In a review for the Los Angeles Times, novelist Paula L. Woods praised the novel’s “eroticism, shifting sexuality and vivid imagery,” and its recipes for pommes tarte Tatin (apple tart) and gratin dauphinois (scalloped potatoes), calling it “an engaging, unpredictable portrait of an artist as a young Black girl.”

Youngblood was also the author of two illustrated children’s books, “Mama’s Home” (2022) and “A Family Prayer” (2023). Among other honors, she won a Pushcart Prize for fiction for “Born With Religion,” one of the short stories in “The Big Mama Stories,” as well as a Lorraine Hansberry Playwriting Award in 1993 for “Talking Bones” and several NAACP awards for her plays, which include “Square Blues,” about three generations of activists, staged by Horizon in 2022.

“Black Girl in Paris” is being developed as a feature film by Natalie Baszile, whose novel “Queen Sugar” was adapted for television, and her daughter, Hyacinth Parker. At her death, Youngblood was working on a book about her mother.

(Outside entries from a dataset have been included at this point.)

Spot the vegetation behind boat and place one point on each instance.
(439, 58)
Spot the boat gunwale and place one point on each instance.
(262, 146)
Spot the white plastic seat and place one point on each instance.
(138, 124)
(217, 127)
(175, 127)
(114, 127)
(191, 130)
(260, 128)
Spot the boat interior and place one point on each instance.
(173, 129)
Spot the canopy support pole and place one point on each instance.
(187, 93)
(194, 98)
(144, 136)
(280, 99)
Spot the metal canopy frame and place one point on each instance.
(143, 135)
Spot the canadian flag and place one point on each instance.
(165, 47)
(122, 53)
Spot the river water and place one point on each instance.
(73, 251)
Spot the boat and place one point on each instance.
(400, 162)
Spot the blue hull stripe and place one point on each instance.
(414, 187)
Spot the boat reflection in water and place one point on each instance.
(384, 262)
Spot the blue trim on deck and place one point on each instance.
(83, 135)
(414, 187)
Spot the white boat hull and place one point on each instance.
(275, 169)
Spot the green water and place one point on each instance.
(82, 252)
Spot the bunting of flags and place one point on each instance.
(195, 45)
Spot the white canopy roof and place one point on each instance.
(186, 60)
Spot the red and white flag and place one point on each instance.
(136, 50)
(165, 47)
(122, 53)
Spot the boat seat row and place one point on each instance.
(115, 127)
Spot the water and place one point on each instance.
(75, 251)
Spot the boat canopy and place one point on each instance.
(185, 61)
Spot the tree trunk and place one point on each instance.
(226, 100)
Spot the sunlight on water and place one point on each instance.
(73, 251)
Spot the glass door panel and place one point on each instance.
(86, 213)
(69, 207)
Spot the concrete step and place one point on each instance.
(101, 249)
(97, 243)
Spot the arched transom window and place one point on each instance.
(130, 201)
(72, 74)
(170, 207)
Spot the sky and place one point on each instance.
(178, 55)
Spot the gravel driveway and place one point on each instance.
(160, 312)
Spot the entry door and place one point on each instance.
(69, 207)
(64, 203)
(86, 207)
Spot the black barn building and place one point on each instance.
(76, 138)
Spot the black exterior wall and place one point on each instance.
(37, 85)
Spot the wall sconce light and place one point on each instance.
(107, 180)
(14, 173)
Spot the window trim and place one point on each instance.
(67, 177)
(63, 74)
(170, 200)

No immediate family members survive. Youngblood’s marriage to Annette Lawrence, in 2010, ended in divorce in 2020.

“Before I left home, I cut my hair close to my scalp so I could be a free woman with free thoughts, open to all possibilities,” Youngblood wrote in “Black Girl in Paris. “I was making a map of the world. In ancient times, maps were made to help people find food, water, and the way back home. I needed a map to help me find love and language, and since one didn’t exist, I’d have to invent one, following the trails and signs left by other travelers.

“I didn’t know what I wanted to be, but I knew I wanted to be the kind of woman who was bold, took chances, and had adventures.”